Sewage plant stink likely discoloured Bromley houses - report

Source: Radio New Zealand

Some residents who are enduring the stench from Bromley's wastewater plant want the Christchurch City Council to pay for paint discolouration which is affecting their properties.

Lianne Dalziel has fronted up to Bromley locals, angry about a smell lingering from a wastewater treatment plant fire last year.

Testing of homes in neighbouring areas has shown lead paint on some properties has been affected by hydrogen sulphide coming from the treatment plant.

New Brighton resident Hayley L'Huillier, who bought her two-storey home in December 2021, has noticed discolouration in areas of the cladding and under the eaves.

READ MORE: Frustration as Christchurch sewage stink fix makes slow progress

L'Huillier said cleaning efforts proved to be a futile exercise.

"We did clean the front door area when we noticed it building up," she said.

"It did come off with soap and water but it had come back within a few weeks.

"The paintwork seems to be bubbling, it's not just discolouration, there's damage there."

A private insurance claim was declined with environmental damage pinpointed as the cause.

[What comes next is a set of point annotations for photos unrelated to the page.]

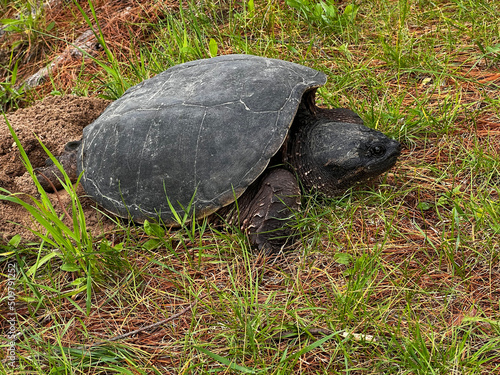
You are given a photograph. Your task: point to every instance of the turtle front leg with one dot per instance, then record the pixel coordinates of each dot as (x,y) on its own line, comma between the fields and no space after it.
(267,217)
(50,177)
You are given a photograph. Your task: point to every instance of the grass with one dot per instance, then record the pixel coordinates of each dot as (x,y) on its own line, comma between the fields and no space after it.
(398,277)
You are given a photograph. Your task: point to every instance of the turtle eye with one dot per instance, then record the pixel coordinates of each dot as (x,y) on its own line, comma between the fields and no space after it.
(378,150)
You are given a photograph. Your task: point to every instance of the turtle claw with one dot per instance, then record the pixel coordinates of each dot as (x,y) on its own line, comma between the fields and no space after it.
(269,213)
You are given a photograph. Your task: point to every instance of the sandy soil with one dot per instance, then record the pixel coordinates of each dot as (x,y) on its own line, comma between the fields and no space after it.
(55,120)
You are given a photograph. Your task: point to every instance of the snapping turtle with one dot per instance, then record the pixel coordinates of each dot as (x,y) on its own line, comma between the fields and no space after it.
(215,130)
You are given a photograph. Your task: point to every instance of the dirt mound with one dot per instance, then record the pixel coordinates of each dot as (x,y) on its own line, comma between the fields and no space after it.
(55,120)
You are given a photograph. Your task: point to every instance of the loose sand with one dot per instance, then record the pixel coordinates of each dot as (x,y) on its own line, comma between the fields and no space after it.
(55,120)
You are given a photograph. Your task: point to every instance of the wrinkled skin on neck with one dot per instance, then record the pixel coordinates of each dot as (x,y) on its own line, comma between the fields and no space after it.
(331,150)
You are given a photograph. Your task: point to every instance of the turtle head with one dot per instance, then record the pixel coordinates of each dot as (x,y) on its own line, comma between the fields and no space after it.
(333,156)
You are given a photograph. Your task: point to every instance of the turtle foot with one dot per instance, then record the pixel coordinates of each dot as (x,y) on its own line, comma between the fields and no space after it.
(268,215)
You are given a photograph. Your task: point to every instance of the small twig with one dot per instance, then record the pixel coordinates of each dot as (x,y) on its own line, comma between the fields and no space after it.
(287,335)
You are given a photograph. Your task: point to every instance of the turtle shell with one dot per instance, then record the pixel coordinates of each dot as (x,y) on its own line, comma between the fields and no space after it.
(200,132)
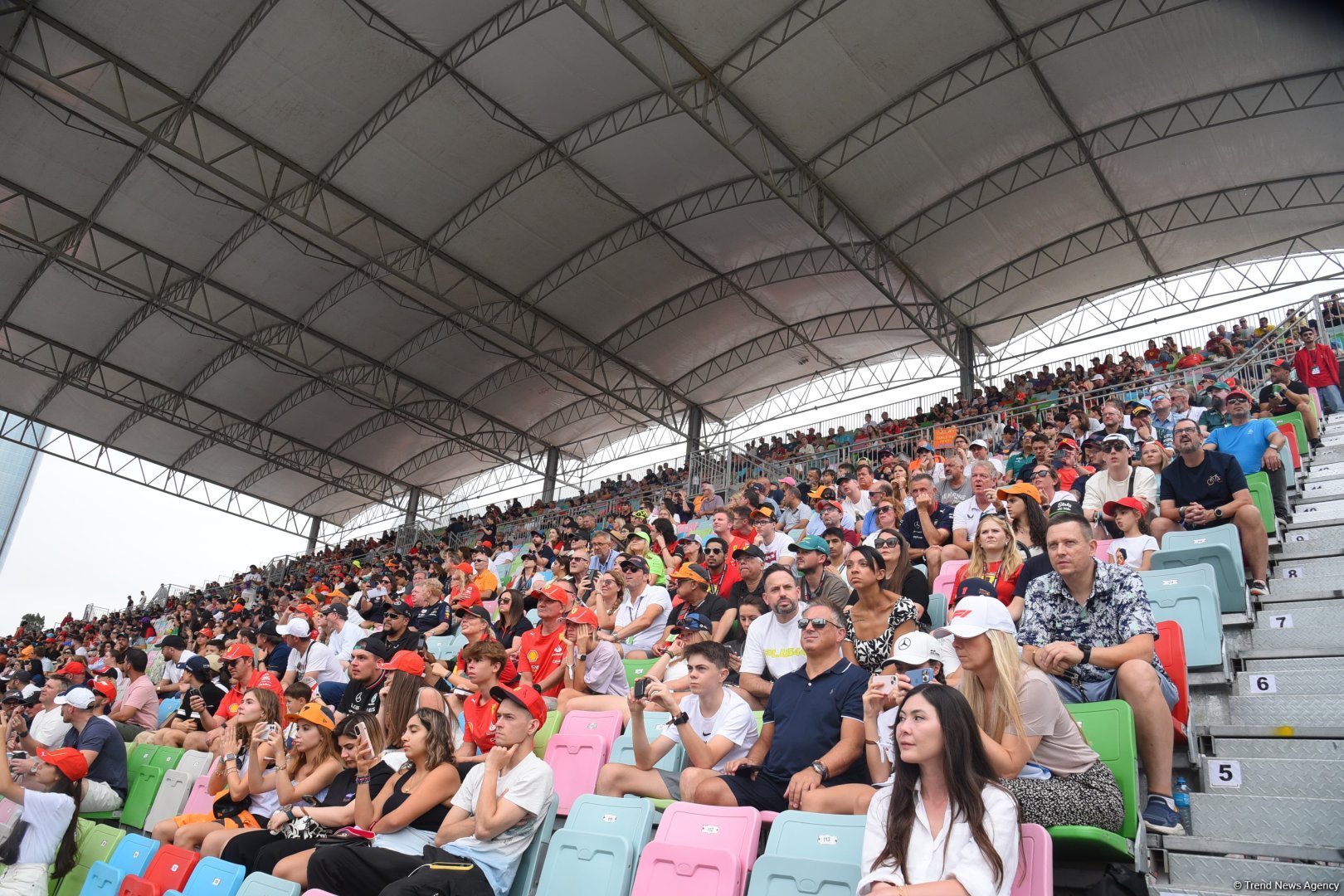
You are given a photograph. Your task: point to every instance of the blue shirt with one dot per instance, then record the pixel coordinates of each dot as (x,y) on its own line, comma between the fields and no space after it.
(806,715)
(1244,442)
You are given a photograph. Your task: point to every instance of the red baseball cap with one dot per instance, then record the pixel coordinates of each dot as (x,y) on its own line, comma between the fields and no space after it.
(67,759)
(523,696)
(1127,501)
(582,617)
(407,661)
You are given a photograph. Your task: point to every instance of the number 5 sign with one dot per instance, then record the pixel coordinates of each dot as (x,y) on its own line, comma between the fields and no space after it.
(1225,772)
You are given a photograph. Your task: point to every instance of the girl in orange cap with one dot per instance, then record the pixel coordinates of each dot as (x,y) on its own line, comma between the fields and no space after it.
(46,833)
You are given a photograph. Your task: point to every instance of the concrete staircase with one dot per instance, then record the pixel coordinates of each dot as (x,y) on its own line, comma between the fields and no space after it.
(1268,754)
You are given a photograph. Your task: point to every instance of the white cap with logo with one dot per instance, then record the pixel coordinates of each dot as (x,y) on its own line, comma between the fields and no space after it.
(975,616)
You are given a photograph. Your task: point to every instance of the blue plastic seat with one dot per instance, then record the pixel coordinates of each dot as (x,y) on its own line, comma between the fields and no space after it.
(1188,598)
(596,852)
(1220,548)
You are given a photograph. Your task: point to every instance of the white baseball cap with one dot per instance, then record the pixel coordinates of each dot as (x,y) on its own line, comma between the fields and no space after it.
(975,616)
(296,626)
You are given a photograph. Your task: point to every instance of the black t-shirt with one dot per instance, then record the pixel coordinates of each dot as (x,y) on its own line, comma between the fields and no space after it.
(360,699)
(1277,405)
(1211,484)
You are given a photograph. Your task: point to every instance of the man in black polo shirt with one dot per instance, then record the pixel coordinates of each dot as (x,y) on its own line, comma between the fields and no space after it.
(1202,489)
(366,680)
(811,737)
(397,633)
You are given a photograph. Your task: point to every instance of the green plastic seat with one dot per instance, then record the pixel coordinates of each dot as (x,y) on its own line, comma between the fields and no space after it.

L'Huillier said a paint retailer told her it was not a paint issue.

She suspected the staining was possibly a result of the wastewater plant, in which case she said the council should be chipping in.

"Or subsidising the cost of cleaning ... it's not cheap to get your house commercially cleaned, and regular maintenance on houses is expensive anyway," she said.

"I don't think we should be out of pocket because of environmental issues that have happened, which were out of our control."

The council commissioned testing of homes experiencing discolouration of cladding near the plant.

The ENGEO report released on Friday showed about two-thirds of homes had a likely reaction between hydrogen sulphide from the plant and lead in the paint.

The council said the discolouration would be temporary.

It said discolouration of the remaining homes was related to mould.

"We have been advised that the discolouration is likely to only be temporary, and a 1966 study into the effects of hydrogen sulphide on lead-based paint does not suggest permanent damage to the paint," a spokesperson said.

Don Gould, who has been advocating for stench-hit residents, said some may opt for the small claims court.

"I expect a flood of small claims unless [the] council is a lot more proactive to address the problems that some of those residents are facing financially."

Councillors agreed at a meeting on Wednesday for another report to be done, looking at whether it should offer free clean-up for affected residents.

A further $180,000 to provide more support for schools and targeted help for residents still affected by odours from the wastewater treatment plant was also approved by the council.